About the Intro to Machine Learning category


#23

I get a really low oob score of 0.4716 and an rmse of 0.027 on the red wine quality dataset. Why is my oob_score so low? Does it mean that I am overfitting?

I have trouble knowing how to handle small sets of data. This one has 1599 records only. As soon as I create a validation set of size 30, my r^2 drops from 0.90 to 0.11! So I don’t use a validation set, instead I use oob_score_. Now r^2 is 0.90 but the oob_score_ is 0.47.

This is my model without a validation set:

m = RandomForestRegressor(n_estimators=80, max_features=0.5, n_jobs=-1, oob_score=True)
m.fit(df_trn, y)
print_score(m)

This is my model with validation set:

m = RandomForestRegressor(n_estimators=80, max_features=0.5, n_jobs=-1, oob_score=True)
m.fit(X_train, y_train)
print_score(m)
[0.0393104889825399, 0.08282278268007248, 0.9278235796906971, 0.11669103577122453, 0.4711981193537419]

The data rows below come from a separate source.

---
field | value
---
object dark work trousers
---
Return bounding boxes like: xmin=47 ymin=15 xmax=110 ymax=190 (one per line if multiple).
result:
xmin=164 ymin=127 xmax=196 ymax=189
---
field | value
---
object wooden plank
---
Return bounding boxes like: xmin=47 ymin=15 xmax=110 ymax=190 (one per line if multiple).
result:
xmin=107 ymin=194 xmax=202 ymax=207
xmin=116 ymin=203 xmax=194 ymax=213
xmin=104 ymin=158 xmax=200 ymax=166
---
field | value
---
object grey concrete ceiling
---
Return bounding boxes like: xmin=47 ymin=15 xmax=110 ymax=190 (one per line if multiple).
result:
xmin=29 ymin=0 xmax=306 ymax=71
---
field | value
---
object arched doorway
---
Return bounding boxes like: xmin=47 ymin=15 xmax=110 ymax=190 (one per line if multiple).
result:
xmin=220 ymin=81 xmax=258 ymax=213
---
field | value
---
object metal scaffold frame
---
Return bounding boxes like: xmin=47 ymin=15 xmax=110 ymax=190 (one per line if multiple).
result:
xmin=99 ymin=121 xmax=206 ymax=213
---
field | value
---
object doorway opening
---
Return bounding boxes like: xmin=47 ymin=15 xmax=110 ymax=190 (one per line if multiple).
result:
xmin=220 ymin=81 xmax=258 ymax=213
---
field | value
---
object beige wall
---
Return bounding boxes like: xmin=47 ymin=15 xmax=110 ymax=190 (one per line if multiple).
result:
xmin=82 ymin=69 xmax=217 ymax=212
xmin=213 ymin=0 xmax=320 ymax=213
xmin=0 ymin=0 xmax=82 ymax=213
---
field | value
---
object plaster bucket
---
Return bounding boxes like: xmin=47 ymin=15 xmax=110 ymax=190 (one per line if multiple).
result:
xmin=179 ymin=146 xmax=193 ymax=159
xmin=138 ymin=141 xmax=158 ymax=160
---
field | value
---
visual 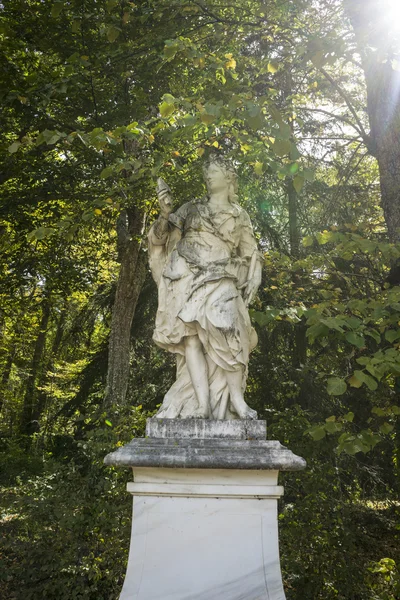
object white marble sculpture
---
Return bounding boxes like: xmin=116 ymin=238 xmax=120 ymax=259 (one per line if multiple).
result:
xmin=149 ymin=157 xmax=262 ymax=419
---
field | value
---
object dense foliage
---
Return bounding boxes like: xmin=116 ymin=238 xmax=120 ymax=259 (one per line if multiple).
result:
xmin=0 ymin=0 xmax=400 ymax=600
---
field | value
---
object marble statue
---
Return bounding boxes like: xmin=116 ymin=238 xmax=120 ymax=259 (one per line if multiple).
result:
xmin=149 ymin=157 xmax=262 ymax=419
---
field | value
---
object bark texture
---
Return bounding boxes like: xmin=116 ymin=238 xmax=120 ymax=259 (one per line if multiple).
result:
xmin=104 ymin=207 xmax=146 ymax=405
xmin=346 ymin=0 xmax=400 ymax=243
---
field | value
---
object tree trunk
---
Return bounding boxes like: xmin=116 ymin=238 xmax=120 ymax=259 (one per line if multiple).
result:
xmin=0 ymin=347 xmax=15 ymax=413
xmin=104 ymin=207 xmax=146 ymax=406
xmin=32 ymin=307 xmax=67 ymax=432
xmin=346 ymin=0 xmax=400 ymax=243
xmin=287 ymin=179 xmax=300 ymax=258
xmin=20 ymin=298 xmax=50 ymax=435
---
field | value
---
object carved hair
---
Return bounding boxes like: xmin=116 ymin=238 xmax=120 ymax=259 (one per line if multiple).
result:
xmin=203 ymin=154 xmax=238 ymax=202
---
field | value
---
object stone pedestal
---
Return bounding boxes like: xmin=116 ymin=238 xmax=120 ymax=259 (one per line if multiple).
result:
xmin=105 ymin=419 xmax=305 ymax=600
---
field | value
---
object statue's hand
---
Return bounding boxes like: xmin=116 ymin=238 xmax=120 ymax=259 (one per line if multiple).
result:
xmin=157 ymin=177 xmax=172 ymax=219
xmin=243 ymin=275 xmax=261 ymax=306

Could someone tell me how to interpret those big differences in result and tell me what errors I do wrong?


(Ashirwad Sangwan) #24

Convert the training and test data in the same way if you don’t want the error to appear. So whenever you’re encoding the categorical variables apply the same method on both training and test data.


#25

Thank you, I finally managed to make it work.


(Anne Estoppey) #26

Hello everybody

Edit: I finally found the thread which tells you how to (re)install fastai 0.7 and the dependencies from Colab!
Seems to work :grinning:


#27

I’m using Google Colab too.

do I need to run

!pip install fastai==0.7.0

every time I start a new notebook/chapter? Thanks


(Anne Estoppey) #28

Yes I think so. I have to do this too. Also when I take the same notebook again the next day.

Well while your run the fastai ‘downgrade’ in colab, you can get another coffee in the meantime…

IMO it is worth it though, it’s really excellent :smiley:


#29

@Anne
BTW, did encounter crashes when you’re doing the Lesson 3 grocery store?

df_all.unit_sales = np.log1p(np.clip(df_all.unit_sales, 0, None)) 
add_datepart(df_all, 'date')

(Anne Estoppey) #30

Hello Andrew, in which notebook is it, and whereabout in the notebook?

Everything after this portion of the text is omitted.